World Net Daily
F. Michael Maloof
3/19/14

Europeans are torn, especially those in the southeast who rely on natural gas that flows from Russia through Ukraine.

“Moscow will need to realize that this strategy risks making the region even worse, since it may provide the Chechens with yet another front after Syria for acting on their anti-Russian sentiment.”
Putin poised to take entire Ukraine Risky move could backfire on Russian leader

WASHINGTON – Now that the predominantly ethnic-Russian residents of the Crimean Peninsula have voted to be annexed to Russia, Russian President Vladimir Putin, who pushed the effort after the overthrow of the democratically elected Ukrainian President Viktor Yanukovych, may be looking to take the rest of Ukraine because of its geo-strategic importance, according to Joseph Farah’s G2 Bulletin.

According to the official count, 95 percent of those who voted in the referendum on the Crimean Peninsula chose to rejoin Russia.

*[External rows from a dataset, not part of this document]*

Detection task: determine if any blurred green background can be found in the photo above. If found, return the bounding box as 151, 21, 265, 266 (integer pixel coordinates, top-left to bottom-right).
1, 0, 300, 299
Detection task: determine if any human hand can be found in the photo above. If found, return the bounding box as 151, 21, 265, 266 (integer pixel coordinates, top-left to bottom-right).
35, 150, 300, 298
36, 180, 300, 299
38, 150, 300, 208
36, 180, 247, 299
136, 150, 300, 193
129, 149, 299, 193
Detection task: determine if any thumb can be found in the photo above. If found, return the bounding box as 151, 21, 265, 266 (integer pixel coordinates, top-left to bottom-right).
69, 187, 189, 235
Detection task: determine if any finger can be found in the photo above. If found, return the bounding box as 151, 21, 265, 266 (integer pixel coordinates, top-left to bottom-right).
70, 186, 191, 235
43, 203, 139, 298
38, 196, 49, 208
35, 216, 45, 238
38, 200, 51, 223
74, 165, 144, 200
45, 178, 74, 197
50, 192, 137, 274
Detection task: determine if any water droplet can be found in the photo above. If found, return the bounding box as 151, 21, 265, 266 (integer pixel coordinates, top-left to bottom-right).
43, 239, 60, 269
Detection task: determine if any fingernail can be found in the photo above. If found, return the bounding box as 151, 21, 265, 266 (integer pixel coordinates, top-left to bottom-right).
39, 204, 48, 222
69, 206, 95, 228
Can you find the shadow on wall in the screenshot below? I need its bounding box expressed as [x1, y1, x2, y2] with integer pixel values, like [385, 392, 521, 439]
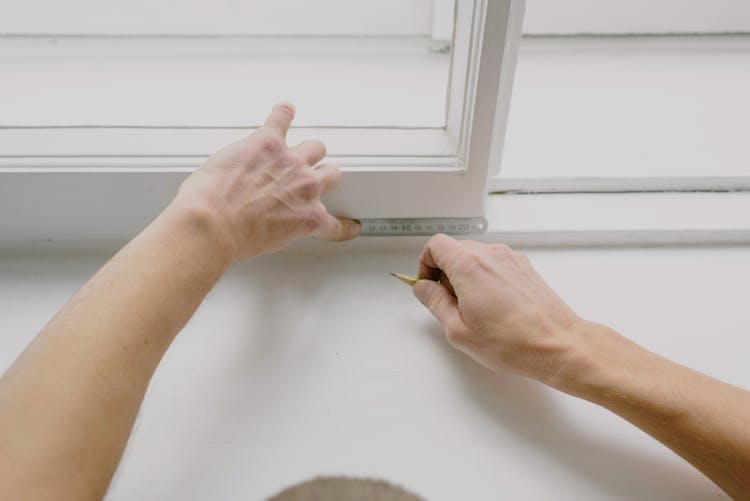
[418, 320, 723, 500]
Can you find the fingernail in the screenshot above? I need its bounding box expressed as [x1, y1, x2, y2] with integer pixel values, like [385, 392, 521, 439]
[276, 101, 295, 114]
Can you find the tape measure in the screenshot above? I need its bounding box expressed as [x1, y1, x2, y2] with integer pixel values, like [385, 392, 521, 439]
[358, 217, 487, 236]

Washington regards the referendum as illegal. Europeans are torn, especially those in the southeast who rely on natural gas that flows from Russia through Ukraine. There are concerns that Ukraine’s troubles are similar to the violent breakup of Yugoslavia.

As a justification for a takeover of all Ukraine, Putin may cite the close ties between the ultra-nationalist Chechens and the Muslim Tatar minority in the Crimean Peninsula.

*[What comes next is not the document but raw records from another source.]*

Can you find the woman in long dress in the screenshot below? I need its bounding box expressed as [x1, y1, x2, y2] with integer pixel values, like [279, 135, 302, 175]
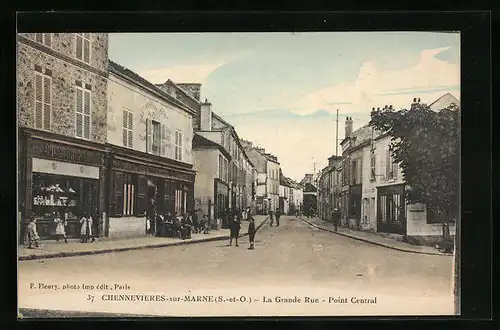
[54, 212, 68, 243]
[80, 212, 95, 243]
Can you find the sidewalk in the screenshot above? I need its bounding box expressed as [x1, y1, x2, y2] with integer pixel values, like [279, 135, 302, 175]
[299, 216, 452, 256]
[19, 216, 268, 261]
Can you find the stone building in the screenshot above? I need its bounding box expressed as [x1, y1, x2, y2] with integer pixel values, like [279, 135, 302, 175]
[279, 169, 293, 215]
[105, 61, 196, 238]
[17, 33, 109, 242]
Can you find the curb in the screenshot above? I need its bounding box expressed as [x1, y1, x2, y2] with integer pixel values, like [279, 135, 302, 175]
[19, 216, 269, 261]
[298, 217, 452, 257]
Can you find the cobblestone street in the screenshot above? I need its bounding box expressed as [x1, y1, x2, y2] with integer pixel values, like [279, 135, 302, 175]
[19, 216, 454, 316]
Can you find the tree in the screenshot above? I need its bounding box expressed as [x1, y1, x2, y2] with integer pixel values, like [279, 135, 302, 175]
[369, 102, 460, 242]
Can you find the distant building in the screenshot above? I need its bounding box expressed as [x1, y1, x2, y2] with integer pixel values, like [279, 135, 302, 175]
[317, 155, 342, 221]
[242, 141, 280, 215]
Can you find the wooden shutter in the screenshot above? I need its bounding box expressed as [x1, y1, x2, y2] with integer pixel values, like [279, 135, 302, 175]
[160, 123, 166, 156]
[44, 33, 51, 47]
[128, 111, 133, 148]
[83, 37, 90, 63]
[146, 118, 153, 153]
[76, 34, 83, 60]
[83, 90, 91, 139]
[135, 175, 147, 216]
[43, 76, 51, 130]
[113, 172, 124, 217]
[386, 149, 391, 179]
[34, 73, 43, 129]
[122, 110, 128, 146]
[76, 88, 83, 137]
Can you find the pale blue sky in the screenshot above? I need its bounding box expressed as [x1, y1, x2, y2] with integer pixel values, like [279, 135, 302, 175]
[109, 32, 460, 180]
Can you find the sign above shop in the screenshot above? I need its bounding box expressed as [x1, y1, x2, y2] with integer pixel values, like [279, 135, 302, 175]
[29, 139, 102, 166]
[32, 158, 100, 179]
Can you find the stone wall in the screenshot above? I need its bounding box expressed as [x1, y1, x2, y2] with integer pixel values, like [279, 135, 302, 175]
[108, 216, 146, 239]
[17, 33, 108, 144]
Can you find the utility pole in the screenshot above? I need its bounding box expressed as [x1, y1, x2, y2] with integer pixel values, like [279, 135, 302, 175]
[336, 109, 339, 156]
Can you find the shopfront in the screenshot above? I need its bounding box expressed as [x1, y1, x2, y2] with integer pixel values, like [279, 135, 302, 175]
[106, 146, 195, 238]
[19, 129, 106, 242]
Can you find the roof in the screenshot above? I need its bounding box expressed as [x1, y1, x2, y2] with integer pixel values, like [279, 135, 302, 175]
[163, 79, 201, 105]
[192, 133, 232, 161]
[108, 60, 197, 117]
[429, 93, 460, 111]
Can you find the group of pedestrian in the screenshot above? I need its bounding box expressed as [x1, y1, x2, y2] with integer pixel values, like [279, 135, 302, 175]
[226, 207, 256, 250]
[25, 211, 96, 249]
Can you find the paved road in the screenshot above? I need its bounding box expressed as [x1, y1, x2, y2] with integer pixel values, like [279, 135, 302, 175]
[18, 216, 454, 317]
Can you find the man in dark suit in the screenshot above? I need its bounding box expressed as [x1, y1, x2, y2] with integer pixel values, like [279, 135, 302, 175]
[275, 209, 281, 227]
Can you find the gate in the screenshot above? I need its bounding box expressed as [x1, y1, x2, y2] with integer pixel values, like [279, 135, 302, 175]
[377, 184, 406, 235]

Regional specialists, however, believe that while this strategy may work in the short term for Putin, using the Chechen card could create greater problems in the long run for the Russian leader.

Yanukovych was pro-Russian and sought refuge in Moscow following demonstrations in the western portion of Ukraine, centering in the country’s capital of Kiev. The protests turned violent and, despite concessions Yanukovych agreed to undertake, demonstrators attacked government buildings, taking over the capital.

With Yanukovych’s flight to Moscow, the Ukrainian parliament, surrounded by armed ultra-nationalist fighters, voted to form a new government under the leadership of interim Prime Minister Arseniy Yatsenyuk, who was in Washington last week to meet with President Barack Obama.

The demonstrators were primarily ultra-nationalists who took advantage of the split in Ukraine over Yanukovych’s decision not to join the European Union but to take up Putin’s offer of $15 billion and cuts in natural gas prices if Ukraine would instead join his Eurasian Union.

The ultra-nationalists, however, want neither to join the EU nor to be aligned with Russia.

In fact, they are anti-Russian to the point that the leader of one of the most prominent ultra-nationalist groups, the Ukrainian organization Pravy Sektor, or Right Sector, has called on Chechen Islamic leader Dokku Umarov, whose jihadists are battling Russians in Chechnya, to “ramp up your struggle.”

As WND recently reported, Right Sector leader Dmitry Yarosh also has links to neo-Nazis in Europe.

The developments prompted Russian Foreign Minister Sergey Lavrov to say that the ultra-nationalist threat is the reason to prepare to move Russian troops into Crimea. Lavrov is concerned not only about the anti-Russian stance but that Yarosh’s forces might move into Crimea and into eastern Ukraine, where ethnic-Russians also a majority.

“Chechen involvement in Ukraine would have given Russia an additional reason for criticizing the new Ukrainian authorities, accusing them of ties to ‘terrorists,’” according to Mairbek Vatchagaev of the Washington think-tank Jamestown Foundation.

Linking the Tatars and the ultranationalists to the Chechen jihadist Umarov, who is labeled as a terrorist by the U.N. and the U.S., has given Moscow a means to look at the threat to ethnic Russians throughout all of Ukraine.

However, the U.S. has backed the new interim government featuring ultra-nationalists, who occupy key government positions in the interim Western-oriented government and maintain Chechen ties.

“It is obvious that whatever the future scenario in Ukraine, Chechens will be drawn into the conflict,” Vatchagaev said. “Moscow will need to realize that this strategy risks making the region even worse, since it may provide the Chechens with yet another front after Syria for acting on their anti-Russian sentiment.”